Not off topic at all, I'll bet a lot of people wonder about that.

The short answer is that you are creating a function and calling it
immediately. You pass in jQuery as an argument which goes into the function
parameter named $, so that's how $ gets to be a reference to the jQuery
object.

Let's break it down. First, as you know, $ is simply another letter as far
as JavaScript identifiers are concerned - there's no magic about that
particular character, so $ is just a function or variable name like any
other.

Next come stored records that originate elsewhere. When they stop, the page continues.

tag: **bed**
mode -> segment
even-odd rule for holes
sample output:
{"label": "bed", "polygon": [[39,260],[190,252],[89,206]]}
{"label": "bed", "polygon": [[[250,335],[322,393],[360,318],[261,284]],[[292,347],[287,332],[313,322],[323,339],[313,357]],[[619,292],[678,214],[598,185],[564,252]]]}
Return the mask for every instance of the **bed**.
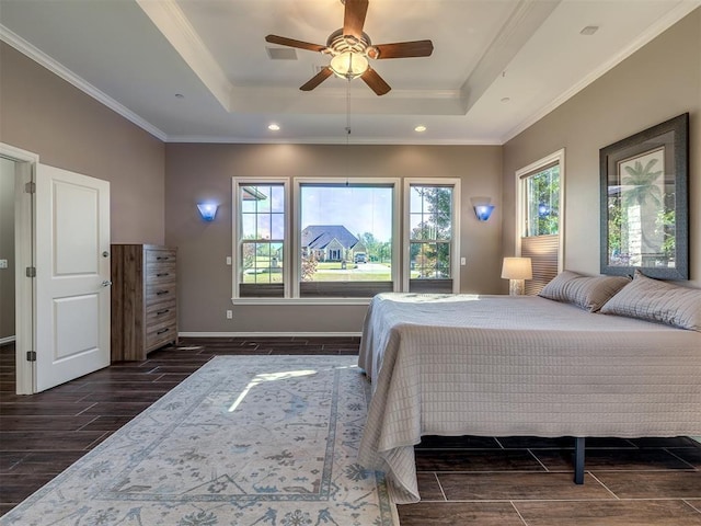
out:
{"label": "bed", "polygon": [[359,461],[410,503],[422,435],[573,436],[582,482],[584,437],[701,434],[701,333],[590,310],[533,296],[376,296],[358,361],[372,381]]}

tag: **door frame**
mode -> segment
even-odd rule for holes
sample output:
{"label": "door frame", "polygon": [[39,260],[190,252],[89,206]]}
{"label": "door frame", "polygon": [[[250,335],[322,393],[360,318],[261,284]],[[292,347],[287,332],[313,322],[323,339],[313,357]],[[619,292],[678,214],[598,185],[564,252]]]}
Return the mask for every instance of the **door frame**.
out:
{"label": "door frame", "polygon": [[25,192],[26,183],[33,182],[38,153],[0,142],[0,156],[15,163],[14,171],[14,310],[15,310],[15,369],[16,393],[32,395],[35,388],[35,362],[26,359],[34,351],[34,279],[27,278],[25,268],[34,266],[34,230],[32,207],[34,194]]}

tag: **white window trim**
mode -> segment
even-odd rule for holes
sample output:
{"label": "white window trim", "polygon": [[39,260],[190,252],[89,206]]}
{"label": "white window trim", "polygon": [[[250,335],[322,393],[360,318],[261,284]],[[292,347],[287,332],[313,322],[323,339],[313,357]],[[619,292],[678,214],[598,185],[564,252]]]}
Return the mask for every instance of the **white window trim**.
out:
{"label": "white window trim", "polygon": [[528,164],[516,171],[516,255],[521,255],[521,237],[524,236],[524,214],[526,213],[526,195],[521,178],[531,172],[537,172],[548,164],[558,163],[560,165],[560,213],[558,215],[558,236],[560,238],[558,250],[558,272],[562,272],[565,256],[565,149],[562,148],[536,162]]}
{"label": "white window trim", "polygon": [[[295,226],[301,225],[301,206],[300,194],[302,184],[375,184],[375,185],[392,185],[392,290],[397,291],[400,288],[400,180],[397,178],[347,178],[341,180],[338,178],[295,178],[295,185],[292,190],[292,207],[295,210]],[[301,252],[301,230],[299,228],[292,229],[292,250],[295,255],[295,263],[292,265],[294,271],[294,284],[292,284],[292,297],[290,299],[301,300],[307,304],[329,304],[330,299],[326,298],[300,298],[299,297],[299,282],[301,278],[301,268],[299,254]],[[398,263],[398,264],[395,264]],[[343,300],[343,304],[357,304],[357,300],[363,300],[361,304],[368,304],[370,298],[336,298],[331,300],[337,305]]]}
{"label": "white window trim", "polygon": [[[232,276],[232,290],[231,290],[231,300],[237,304],[252,302],[252,304],[261,304],[261,302],[271,302],[268,298],[241,298],[239,296],[239,273],[241,272],[241,221],[240,221],[240,210],[239,203],[241,199],[241,186],[256,186],[256,185],[265,185],[265,184],[275,184],[281,185],[285,191],[285,239],[283,240],[283,254],[286,254],[285,260],[288,259],[288,254],[291,254],[290,251],[290,242],[289,235],[291,229],[291,220],[290,220],[290,196],[289,196],[289,179],[287,178],[232,178],[231,181],[231,203],[233,206],[231,209],[233,213],[231,214],[231,247],[232,247],[232,258],[231,258],[231,276]],[[287,266],[285,264],[285,266]],[[283,274],[284,281],[284,295],[285,298],[289,296],[289,277],[287,273]],[[281,298],[269,298],[280,301]],[[253,300],[253,301],[251,301]]]}
{"label": "white window trim", "polygon": [[452,224],[450,240],[450,271],[452,275],[452,291],[460,291],[460,179],[459,178],[405,178],[403,187],[404,210],[403,210],[403,231],[402,239],[402,290],[409,290],[409,282],[411,277],[410,270],[410,251],[411,251],[411,218],[410,218],[410,199],[411,186],[452,186]]}

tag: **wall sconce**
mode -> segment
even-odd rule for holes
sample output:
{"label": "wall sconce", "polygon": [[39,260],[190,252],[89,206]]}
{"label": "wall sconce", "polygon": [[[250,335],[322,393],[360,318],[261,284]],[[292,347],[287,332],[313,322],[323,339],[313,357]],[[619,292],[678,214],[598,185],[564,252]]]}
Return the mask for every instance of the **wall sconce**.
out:
{"label": "wall sconce", "polygon": [[526,279],[533,278],[530,258],[504,258],[502,278],[508,279],[508,294],[521,296],[526,290]]}
{"label": "wall sconce", "polygon": [[217,208],[219,208],[219,205],[215,205],[214,203],[197,203],[197,209],[199,210],[199,215],[205,221],[215,220],[215,216],[217,215]]}
{"label": "wall sconce", "polygon": [[472,207],[474,208],[474,215],[478,221],[486,221],[494,210],[491,197],[472,197],[470,199]]}

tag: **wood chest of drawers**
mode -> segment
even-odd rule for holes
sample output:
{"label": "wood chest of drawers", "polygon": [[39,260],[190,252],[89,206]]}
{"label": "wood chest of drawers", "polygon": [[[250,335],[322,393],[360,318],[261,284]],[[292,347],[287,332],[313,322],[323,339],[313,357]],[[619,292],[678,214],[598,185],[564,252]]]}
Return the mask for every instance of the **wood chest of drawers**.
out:
{"label": "wood chest of drawers", "polygon": [[112,245],[113,362],[177,343],[176,256],[169,247]]}

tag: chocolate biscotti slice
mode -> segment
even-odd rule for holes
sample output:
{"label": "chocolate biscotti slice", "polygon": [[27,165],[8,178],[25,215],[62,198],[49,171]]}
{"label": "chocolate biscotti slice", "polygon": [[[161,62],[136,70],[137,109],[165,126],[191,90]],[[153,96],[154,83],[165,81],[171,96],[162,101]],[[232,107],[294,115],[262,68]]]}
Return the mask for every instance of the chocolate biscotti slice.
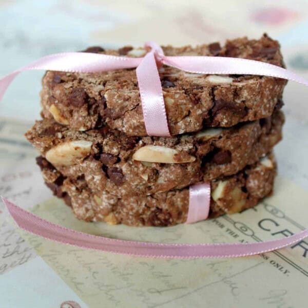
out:
{"label": "chocolate biscotti slice", "polygon": [[[169,226],[184,223],[188,210],[187,187],[150,196],[119,198],[104,191],[94,192],[84,178],[66,178],[48,164],[41,164],[47,185],[72,207],[79,219],[131,226]],[[236,175],[210,182],[209,218],[254,206],[272,192],[276,165],[270,154]],[[57,178],[55,180],[55,175]]]}
{"label": "chocolate biscotti slice", "polygon": [[[230,56],[284,67],[279,43],[264,34],[196,48],[162,47],[166,55]],[[146,51],[125,47],[86,51],[142,56]],[[172,135],[205,127],[230,127],[266,118],[281,103],[284,80],[266,76],[192,74],[159,69],[168,123]],[[127,136],[146,136],[135,69],[97,73],[47,71],[43,79],[43,117],[81,131],[107,125]]]}
{"label": "chocolate biscotti slice", "polygon": [[283,122],[277,110],[232,128],[166,138],[128,137],[108,127],[73,131],[45,119],[26,136],[52,169],[84,179],[94,192],[145,196],[237,173],[281,140]]}

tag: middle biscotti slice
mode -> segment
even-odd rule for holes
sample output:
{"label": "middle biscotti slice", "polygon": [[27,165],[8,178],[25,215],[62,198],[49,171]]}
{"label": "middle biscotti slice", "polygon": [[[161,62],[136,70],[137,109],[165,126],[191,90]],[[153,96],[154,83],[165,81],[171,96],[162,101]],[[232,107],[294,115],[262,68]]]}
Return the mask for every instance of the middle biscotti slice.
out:
{"label": "middle biscotti slice", "polygon": [[281,139],[283,113],[228,128],[171,138],[128,137],[105,127],[74,131],[37,121],[26,136],[65,177],[84,178],[93,192],[148,195],[234,175]]}

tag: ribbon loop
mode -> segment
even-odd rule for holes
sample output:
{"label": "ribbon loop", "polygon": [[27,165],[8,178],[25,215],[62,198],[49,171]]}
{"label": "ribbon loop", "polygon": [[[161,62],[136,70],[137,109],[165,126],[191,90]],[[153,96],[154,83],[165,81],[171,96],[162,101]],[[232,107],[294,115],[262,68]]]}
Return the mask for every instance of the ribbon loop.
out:
{"label": "ribbon loop", "polygon": [[146,132],[170,137],[160,78],[153,52],[147,53],[136,69]]}

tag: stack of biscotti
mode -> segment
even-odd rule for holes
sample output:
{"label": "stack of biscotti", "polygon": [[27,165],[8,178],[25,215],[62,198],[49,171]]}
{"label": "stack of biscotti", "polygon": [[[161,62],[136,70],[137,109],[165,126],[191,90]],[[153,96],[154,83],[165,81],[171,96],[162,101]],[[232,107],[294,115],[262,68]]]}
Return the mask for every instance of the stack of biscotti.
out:
{"label": "stack of biscotti", "polygon": [[[264,34],[196,48],[162,47],[166,55],[245,58],[284,66]],[[88,52],[140,57],[126,47]],[[209,182],[209,217],[256,205],[272,191],[273,147],[281,139],[284,80],[203,75],[163,66],[159,74],[171,137],[145,130],[135,69],[95,73],[47,71],[43,120],[26,136],[41,152],[44,179],[87,221],[168,226],[187,217],[189,185]]]}

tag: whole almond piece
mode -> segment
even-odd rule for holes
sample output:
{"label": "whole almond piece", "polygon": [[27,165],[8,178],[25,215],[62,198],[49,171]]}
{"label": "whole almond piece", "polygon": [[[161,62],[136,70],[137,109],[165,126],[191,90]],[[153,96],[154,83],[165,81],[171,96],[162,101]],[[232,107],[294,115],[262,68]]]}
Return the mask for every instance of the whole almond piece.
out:
{"label": "whole almond piece", "polygon": [[188,154],[181,156],[175,149],[159,145],[145,145],[134,152],[132,159],[143,162],[166,164],[191,163],[196,160],[194,156]]}
{"label": "whole almond piece", "polygon": [[76,160],[87,156],[91,151],[92,142],[76,140],[60,143],[46,153],[46,159],[55,166],[70,166]]}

You could call it JQ instead of $ and the same principles would
apply.

So, start with this:

    (function( $ ) {
        alert( $ === jQuery );  // "true"
    })( jQuery );

Now, pull out the inline anonymous function and make it a named function:

    function foobar( $ ) {
        alert( $ === jQuery );  // "true"
    }

    (foobar)( jQuery );

We don't need those odd parentheses any more (they were required for
syntactic reasons with the inline function):

    function foobar( $ ) {
        alert( $ === jQuery );  // "true"
    }

    foobar( jQuery );

Look more familiar now?

-Mike

> Slightly off topic question...
> 
> What exactly does (function($){ ... })(jQuery) do?
> 
> How does it work?
> 
> I understand what it basically does, how it treats $ like 
> jQuery, but how does that notation do that, exactly?